SQL30081N connection errors when DNS server goes off-line
Currently have a strange problem with some (but not all) database connections when one of our DNS servers goes offline.
We have multiple DNS servers configured in the /etc/resolv.conf file and at least one of these servers is always available to the AIX server and SAP system. If we take down a single DNS server for maintenance the following errors start to occur in some of our SAP systems ->
Database error -30081 requires database administrator to intervene
Database error -30081 at INS access to table SWT_LOGCAT
> SQL30081N A communication error has been detected.
> Communication protocol being used: "TCP/IP". Communication
> API being used: "SOCKETS". Location where the error was
> detected: "10.26.4.41". Communication function detecting th
> error: "selectForRecvTimeout". Protocol specific error
> code(s): "78", "", "". SQLSTATE=08001
Only SAP systems with patch level equal or greater than Kernel 7.01 patch 55 (DBSL patch 53) get the problem, all other systems (on the same AIX host!) which have 7.00 kernels and even a 7.01 patch 23 kernel do not get the problem at all.
To make matters more confusing we adjusted the /etc/resolv.conf file on the production server so it did not reference the DNS server that needs maintenance, out of four systems on that host the one running a 7.01 patch 55 kernel continued to have SQL30081 errors when the DNS host was down until it was restarted. So it took a SAP restart to pick-up an OS DNS change....
We don't believe there is an underlying DNS problem, since the problem only occurs with kernels above 7.01 patch 55. Wondering if anyone else has had similar problems or happens to have a similar mix of kernels and might be able to try and replicate it.
DB2 V9.5 FP5
Kernel 7.01 patch 55 above = bad
Frank-Martin Haas replied
the SQL30081N error is caused by a timeout of a connection request. We have introduced a default timeout for connection requests in a DBSl patch ( see note 1364372).
The main reason for this patch was to prevent that a workprocess gets blocked for a long time trying to open a connection to a server that may be currently unreachable. This has caused trouble for example in solution manager systems that monitor a large number of remote databases.

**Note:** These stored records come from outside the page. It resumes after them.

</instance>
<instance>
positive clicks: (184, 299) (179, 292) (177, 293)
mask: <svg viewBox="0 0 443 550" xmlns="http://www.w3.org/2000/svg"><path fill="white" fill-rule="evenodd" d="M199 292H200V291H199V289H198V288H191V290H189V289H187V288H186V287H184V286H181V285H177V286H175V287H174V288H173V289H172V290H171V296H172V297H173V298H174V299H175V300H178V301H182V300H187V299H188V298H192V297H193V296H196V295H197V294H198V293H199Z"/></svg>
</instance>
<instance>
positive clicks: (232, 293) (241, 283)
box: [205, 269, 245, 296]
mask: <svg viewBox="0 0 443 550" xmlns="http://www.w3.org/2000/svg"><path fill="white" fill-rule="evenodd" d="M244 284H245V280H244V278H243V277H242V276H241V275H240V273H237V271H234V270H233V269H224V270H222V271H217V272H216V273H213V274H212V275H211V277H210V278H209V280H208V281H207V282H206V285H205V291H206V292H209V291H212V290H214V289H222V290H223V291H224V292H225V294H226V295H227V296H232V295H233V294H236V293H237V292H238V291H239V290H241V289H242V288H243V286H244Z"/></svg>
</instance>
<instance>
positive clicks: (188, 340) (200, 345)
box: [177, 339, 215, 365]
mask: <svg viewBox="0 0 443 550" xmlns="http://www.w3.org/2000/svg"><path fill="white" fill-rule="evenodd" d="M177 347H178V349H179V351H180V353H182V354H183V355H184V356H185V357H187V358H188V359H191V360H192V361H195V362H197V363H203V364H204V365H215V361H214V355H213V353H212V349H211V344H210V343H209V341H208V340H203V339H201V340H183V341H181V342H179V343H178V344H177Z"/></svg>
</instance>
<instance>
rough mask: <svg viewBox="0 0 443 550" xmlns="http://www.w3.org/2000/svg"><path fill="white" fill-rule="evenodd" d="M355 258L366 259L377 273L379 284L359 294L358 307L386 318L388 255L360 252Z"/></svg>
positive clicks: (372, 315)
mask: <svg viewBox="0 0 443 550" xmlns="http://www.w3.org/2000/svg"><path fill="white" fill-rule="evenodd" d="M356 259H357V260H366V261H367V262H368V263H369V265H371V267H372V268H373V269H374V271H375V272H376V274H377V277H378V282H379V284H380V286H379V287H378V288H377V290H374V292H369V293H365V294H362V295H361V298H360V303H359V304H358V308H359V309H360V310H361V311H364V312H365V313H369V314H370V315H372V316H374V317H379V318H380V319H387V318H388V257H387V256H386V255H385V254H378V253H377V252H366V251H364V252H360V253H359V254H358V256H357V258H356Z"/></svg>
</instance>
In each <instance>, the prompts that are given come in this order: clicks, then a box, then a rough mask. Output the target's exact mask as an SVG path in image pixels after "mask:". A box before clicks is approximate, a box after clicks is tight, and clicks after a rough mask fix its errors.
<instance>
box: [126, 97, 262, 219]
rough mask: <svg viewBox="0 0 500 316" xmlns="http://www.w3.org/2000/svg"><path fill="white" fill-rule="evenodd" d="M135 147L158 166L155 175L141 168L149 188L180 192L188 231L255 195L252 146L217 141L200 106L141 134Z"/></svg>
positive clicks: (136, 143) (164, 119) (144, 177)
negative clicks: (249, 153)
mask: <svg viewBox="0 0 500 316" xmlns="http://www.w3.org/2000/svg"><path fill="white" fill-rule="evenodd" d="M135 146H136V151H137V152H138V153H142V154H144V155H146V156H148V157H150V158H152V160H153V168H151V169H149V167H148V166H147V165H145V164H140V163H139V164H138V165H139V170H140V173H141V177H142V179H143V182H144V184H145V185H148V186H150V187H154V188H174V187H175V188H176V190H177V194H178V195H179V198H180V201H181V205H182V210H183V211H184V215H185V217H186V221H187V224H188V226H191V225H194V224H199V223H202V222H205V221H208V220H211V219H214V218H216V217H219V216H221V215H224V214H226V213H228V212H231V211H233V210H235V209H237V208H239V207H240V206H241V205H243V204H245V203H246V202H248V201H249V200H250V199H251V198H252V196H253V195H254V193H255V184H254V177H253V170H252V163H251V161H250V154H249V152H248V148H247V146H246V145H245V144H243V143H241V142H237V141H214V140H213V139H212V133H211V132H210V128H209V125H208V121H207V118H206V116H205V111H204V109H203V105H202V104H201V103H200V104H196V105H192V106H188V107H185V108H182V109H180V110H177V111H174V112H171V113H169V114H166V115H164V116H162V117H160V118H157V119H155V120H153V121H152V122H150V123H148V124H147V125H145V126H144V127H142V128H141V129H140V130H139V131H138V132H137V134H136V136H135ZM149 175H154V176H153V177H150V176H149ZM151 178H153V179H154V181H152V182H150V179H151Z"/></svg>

The default timeout that has been implemented currently is 5 seconds. I have to admit that this setting has been too aggessive since we have seen a number of customer messages reporting SQL30081 errors in the past. Therefore we currently consider to change the default to 20-30 seconds in one of the next DBSl patches.
If your DNS server gets offline a connection request may take longer than 5 seconds because the DB2 client is not able to resolve the database host name during this time. You can circumvent your problem by increasing the connection timeout by setting the SAP profile variable ( see note 1364372).
You may try 30 seconds first. Let me know if this helps.
P.S.: Feedback from other customers regarding the connection timeout is also welcome to determine a good default value.